Wat er goed gaat
Er wordt veel gemopperd op de Nederlandse film, schreef ik enkele maanden geleden in mijn vorige column. Daarom is het leuk om te kunnen melden dat er ook veel goed gaat.
De verdeling van de Gouden Kalveren was dit jaar bijvoorbeeld prima in orde. Vier Gouden Kalveren voor het degelijke maar per saldo toch bovengemiddeld geslaagde Bankier van het verzet, waaronder het begeerde beeldje voor de beste film. De makers slaagden er heel goed in om je het gevoel te geven dat je naar een belangwekkend verhaal zat te kijken, dat terecht aan de vergetelheid werd ontrukt.

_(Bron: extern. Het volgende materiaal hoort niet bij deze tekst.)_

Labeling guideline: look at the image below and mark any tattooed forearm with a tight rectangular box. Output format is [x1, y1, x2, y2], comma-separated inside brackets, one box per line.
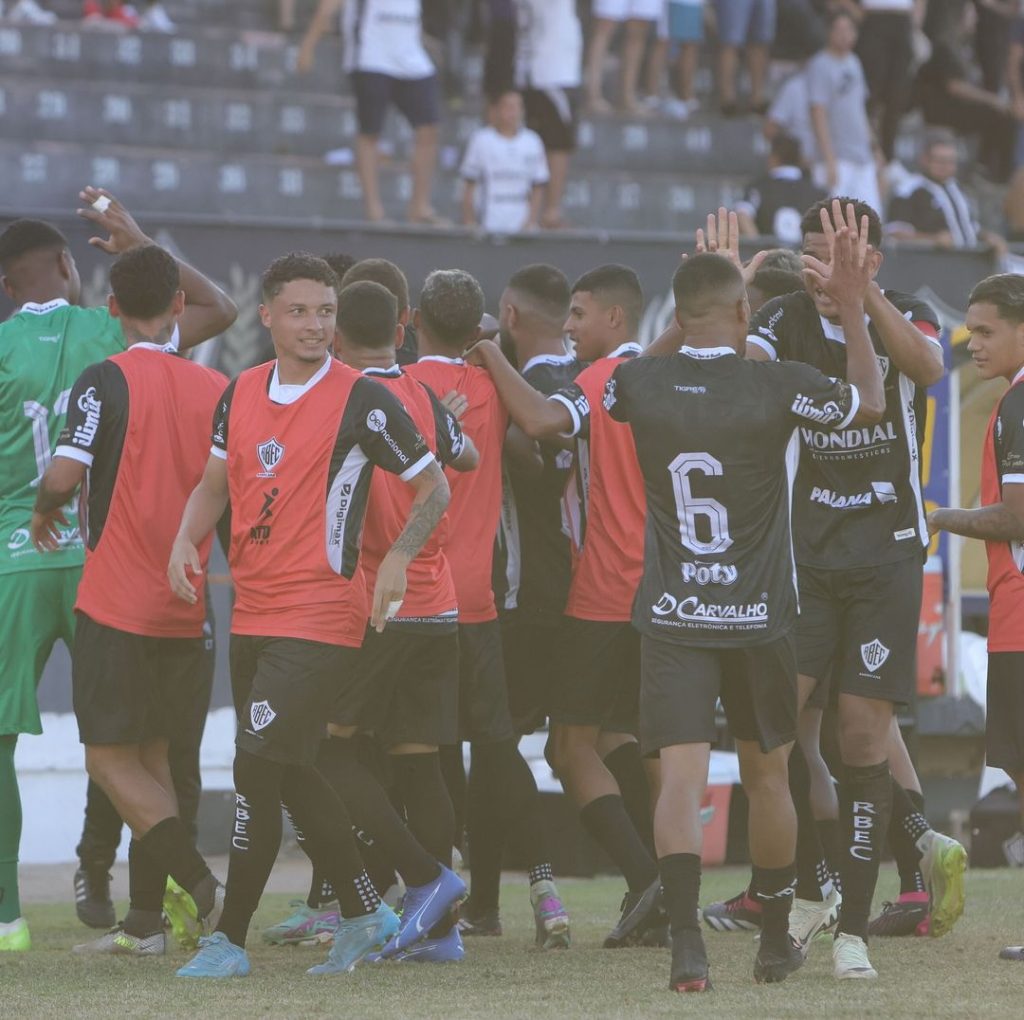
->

Een oprecht heldenepos, met het hart op de juiste plaats, en wat mij betreft, precies de juiste rol van (de helaas niet voor een Kalf genomineerde) Barry Atsma als de heldhaftige Walraven van Hall.
De meeste andere Kalveren gingen naar de betere arthouse-films, die weliswaar veel te weinig bezoekers hadden, maar die daarom juist wel een extra kroon op het werk verdienden. Vooral de drie Kalveren voor In Blue, waaronder de regieprijs voor Jaap van Heusden en het scenario voor hem en Jan Willem van den Bok vond ik zeer terecht.

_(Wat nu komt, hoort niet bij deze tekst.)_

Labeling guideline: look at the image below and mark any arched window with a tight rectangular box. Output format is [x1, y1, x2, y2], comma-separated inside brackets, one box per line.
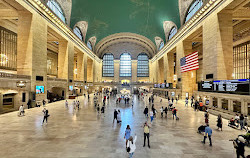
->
[185, 0, 203, 23]
[73, 27, 83, 41]
[120, 53, 131, 77]
[87, 41, 93, 50]
[47, 0, 66, 23]
[102, 53, 114, 77]
[168, 26, 177, 40]
[137, 53, 149, 77]
[159, 41, 164, 50]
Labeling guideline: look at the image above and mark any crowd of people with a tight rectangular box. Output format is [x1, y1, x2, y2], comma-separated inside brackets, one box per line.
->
[18, 92, 250, 157]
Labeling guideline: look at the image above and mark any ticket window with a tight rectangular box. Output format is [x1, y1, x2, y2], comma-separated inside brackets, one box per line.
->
[233, 100, 241, 113]
[213, 98, 218, 108]
[221, 99, 228, 110]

Ook fijn was dat de bioscoopsector een opleving liet zien wat het nationaal product betreft. Bleven de bezoekcijfers in de eerste helft van het jaar ver achter bij de verwachtingen, vanaf september ging het los. Achter elkaar haalden de tragi-komedie Doris, de familiefilm Superjuffie, de jeugdfilm Elvy’s Wereld So Ibiza!, de romantische komedie Zwaar Verliefd, en last but certainly not least, Sinterklaas en de vlucht door de lucht de status van Gouden Film. De fijne feelgood-film Doris ging zelfs ruim over de 300.000 bezoekers heen.
Een aantekening is wel dat dit allemaal relatief lichtvoetige films zijn, die het publiek een pretentieloos middagje of avondje uit bezorgen. Niks mis mee. Maar dat serieuzere films als het vluchtelingendrama Rafael of de veelgeprezen NFF-openingsfilm Niemand in de stad veel minder bezoekers trekken, terwijl de kwaliteit wel degelijk aanwezig is, is niet alleen jammer, maar geeft ook te denken. Willen we alleen maar vermaakt worden als het om films van eigen bodem gaat? Zetten we ons het verstand het liefst op nul als we in de zaal zitten?

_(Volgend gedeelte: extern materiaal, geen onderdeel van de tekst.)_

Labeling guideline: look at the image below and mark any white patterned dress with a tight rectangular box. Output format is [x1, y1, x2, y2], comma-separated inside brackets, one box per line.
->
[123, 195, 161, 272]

Bij televisieseries lijkt het toch anders te werken. Een kwalitatief hoogstaande serie als Klem kan op goede kijkcijfers rekenen. De laatste aflevering was met ruim 1,1 miljoen kijkers zelfs de best bekeken uit de serie. Ook Ik weet wie je bent is een succes, en hoewel er op Twitter soms geklaagd wordt dat de vele verhaallijnen de thrillerserie nodeloos ingewikkeld maken, zijn de makers in elk geval niet bang om een beroep op de intelligente van de kijkers te doen.
De Videolandserie Mocro maffia is nog niet op televisie te zien geweest, maar uit de enthousiaste reacties op sociale media kun je opmaken dat het al bijna legendarische Penoza een misdadig goede opvolger heeft gekregen. En hoewel KPN inmiddels alweer gestopt is met het pompen van miljoenen in Nederlandse series, mogen we de telecomgigant dankbaar zijn voor de eveneens in de misdaadwereld spelende prachtserie Fenix, die gelukkig nog gewoon online te vinden is. Voor de toekomst kijken we o.a. naar Netflix, dat dertig procent van zijn Europese aanbod ook daadwerkelijk in Europa moet produceren, en hopelijk ook steeds meer kwaliteitsseries en wellicht ook Netflix Originals in Nederland gaat laten maken.